"Who would have thought that august Sweden would be sending us a film comedy as witty and cheerfully candid about the complexities of love as any recent French essay on l'amour? Yet that is what Ingmar Bergman's
Smiles of a Summer Night is—a delightfully droll contemplation of amorous ardors....In a style of writing and direction more characteristic of the French or perhaps the pre-war Hungarians than the usually solemn Swedes, Mr. Bergman skips us gaily through a mix-up of youthful and adult love affairs, which, while timed around the turn of the century, are as spicy as any such today....Mr. Bergman, whose previous pictures seen here have been on the deeply serious side, keeps this one light and intriguing with a fine blend of stylized high comedy and farce. His gentlemen are sternly pompous figures while his ladies are sweetly pliable. The matter most pointedly satirized is masculine dignity."
— Bosley Crowther, The New York Times (24 December 1957)
"Ingmar Bergman achieves one of the few classics of carnal comedy: a tragicomic chase and roundelay that raises boudoir farce to elegance and lyric poetry. This film is the culmination of Bergman's 'rose' style; as writer and director, he ties up his persistent, early battle-of-the-sexes themes in an intricate plot structure. And in this fin-de-siècle houseparty setting, with its soft light, its delicate, perfumed atmosphere, and its golden pavilion, the women are all beautiful and epigrams shine. The film becomes an elegy to transient love; a gust of wind, and the whole vision may drift away. As the hostess, the stage actress trying to win back the lawyer she loves, there is the great
Eva Dahlbeck (in one inspired, suspended moment she sings 'Freut Euch des Lebens').

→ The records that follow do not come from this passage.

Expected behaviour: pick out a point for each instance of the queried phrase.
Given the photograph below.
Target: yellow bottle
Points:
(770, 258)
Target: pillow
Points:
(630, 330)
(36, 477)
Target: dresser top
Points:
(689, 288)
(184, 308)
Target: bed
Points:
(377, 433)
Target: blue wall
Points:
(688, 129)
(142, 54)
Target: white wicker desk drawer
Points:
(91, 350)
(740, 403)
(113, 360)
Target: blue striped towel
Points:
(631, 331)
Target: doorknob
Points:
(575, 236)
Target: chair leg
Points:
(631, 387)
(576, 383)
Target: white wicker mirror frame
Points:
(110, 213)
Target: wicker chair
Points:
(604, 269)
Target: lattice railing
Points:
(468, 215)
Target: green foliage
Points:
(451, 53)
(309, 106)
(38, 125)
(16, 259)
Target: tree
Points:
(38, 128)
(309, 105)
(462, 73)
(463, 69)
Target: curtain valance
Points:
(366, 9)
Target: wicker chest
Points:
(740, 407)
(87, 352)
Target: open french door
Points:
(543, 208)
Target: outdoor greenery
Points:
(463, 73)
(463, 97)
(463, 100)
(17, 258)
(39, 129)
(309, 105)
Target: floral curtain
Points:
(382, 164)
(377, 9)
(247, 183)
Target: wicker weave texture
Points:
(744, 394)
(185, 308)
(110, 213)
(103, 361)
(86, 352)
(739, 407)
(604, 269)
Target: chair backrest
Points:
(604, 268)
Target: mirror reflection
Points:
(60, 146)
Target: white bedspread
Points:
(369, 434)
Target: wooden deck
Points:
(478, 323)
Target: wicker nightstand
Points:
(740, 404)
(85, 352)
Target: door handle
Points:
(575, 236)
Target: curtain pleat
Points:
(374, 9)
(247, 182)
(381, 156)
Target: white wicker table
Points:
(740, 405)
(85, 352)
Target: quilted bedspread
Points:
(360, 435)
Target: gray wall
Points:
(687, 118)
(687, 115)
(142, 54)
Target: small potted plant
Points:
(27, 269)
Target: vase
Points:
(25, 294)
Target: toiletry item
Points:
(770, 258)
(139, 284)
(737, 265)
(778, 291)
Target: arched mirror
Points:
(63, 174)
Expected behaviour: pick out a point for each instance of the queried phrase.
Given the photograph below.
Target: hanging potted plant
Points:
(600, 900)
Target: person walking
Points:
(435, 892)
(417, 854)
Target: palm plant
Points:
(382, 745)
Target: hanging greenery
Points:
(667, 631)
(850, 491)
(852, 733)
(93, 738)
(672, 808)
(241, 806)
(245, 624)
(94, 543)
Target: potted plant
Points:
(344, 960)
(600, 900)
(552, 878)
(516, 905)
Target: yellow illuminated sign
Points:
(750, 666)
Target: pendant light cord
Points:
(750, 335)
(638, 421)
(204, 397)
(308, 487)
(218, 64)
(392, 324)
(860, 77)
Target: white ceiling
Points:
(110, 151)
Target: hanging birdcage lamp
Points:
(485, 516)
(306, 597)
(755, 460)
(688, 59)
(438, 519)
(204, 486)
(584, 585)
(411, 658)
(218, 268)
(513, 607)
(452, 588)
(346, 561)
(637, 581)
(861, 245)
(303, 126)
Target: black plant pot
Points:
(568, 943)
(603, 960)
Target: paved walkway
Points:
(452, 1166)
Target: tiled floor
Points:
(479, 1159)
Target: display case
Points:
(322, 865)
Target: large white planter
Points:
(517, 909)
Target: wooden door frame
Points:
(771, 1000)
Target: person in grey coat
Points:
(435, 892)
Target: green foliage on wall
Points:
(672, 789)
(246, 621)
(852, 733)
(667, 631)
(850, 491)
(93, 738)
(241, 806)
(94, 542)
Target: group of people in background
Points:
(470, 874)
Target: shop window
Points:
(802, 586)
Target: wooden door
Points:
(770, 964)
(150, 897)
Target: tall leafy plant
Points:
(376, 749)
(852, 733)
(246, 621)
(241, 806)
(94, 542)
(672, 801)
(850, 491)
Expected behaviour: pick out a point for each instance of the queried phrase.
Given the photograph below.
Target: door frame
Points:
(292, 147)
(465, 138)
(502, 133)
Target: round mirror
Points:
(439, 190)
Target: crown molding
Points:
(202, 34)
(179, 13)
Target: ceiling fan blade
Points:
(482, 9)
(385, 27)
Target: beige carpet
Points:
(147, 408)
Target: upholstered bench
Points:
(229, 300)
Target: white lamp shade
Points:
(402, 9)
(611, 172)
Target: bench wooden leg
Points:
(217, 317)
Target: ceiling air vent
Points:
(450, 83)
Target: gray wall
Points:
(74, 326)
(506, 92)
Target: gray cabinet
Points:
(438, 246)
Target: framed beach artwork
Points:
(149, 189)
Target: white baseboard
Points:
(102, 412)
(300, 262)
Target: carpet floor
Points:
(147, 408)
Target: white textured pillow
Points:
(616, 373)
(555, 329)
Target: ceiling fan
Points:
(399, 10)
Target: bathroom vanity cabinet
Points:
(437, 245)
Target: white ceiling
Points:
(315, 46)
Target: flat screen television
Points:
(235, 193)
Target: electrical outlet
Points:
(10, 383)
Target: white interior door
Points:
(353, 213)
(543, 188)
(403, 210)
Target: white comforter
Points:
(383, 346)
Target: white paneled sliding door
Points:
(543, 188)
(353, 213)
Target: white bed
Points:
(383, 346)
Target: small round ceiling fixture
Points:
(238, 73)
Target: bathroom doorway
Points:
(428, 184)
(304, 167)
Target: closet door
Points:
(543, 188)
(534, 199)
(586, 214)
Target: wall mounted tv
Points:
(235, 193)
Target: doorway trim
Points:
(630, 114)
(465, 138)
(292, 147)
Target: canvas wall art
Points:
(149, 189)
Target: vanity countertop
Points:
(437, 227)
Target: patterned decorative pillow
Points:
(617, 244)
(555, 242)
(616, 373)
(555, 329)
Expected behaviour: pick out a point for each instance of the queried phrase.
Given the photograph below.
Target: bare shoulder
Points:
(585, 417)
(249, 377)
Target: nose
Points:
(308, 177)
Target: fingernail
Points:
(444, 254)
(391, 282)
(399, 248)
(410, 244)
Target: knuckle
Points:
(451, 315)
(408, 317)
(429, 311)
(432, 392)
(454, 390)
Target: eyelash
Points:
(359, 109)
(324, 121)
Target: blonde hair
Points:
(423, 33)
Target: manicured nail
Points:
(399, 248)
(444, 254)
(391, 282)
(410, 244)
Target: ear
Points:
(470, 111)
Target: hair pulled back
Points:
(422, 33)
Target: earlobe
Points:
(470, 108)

Ulla Jacobsson is the lawyer's virgin wife;
Harriet Andersson, a blonde here but as opulent and sensuous as in her earlier roles, is the impudent, love-loving maid; Margit Carlqvist is the proud, unhappy countess.
Gunnar Björnstrand is the lawyer, Björn Bjelfvenstam is his son,
Jarl Kulle is the strutting count, and
Naima Wifstrand is the actress's aged mother, who is carried about for her game of croquet."
— Pauline Kael, 5001 Nights at the Movies
"Ingmar Bergman goes poaching on the terrain of Renoir, Lubitsch, and Mozart. This 1955 film is his lightest and most appealing, but the light touch doesn't come naturally to the Brooding Swede; a few of those smiles feel uncomfortably forced.
Eva Dahlbeck is wonderful as the aging actress who hosts a summer party on her country estate—she seems much more responsible for the film's gently wise tone than Bergman's heavily telegraphed ironies."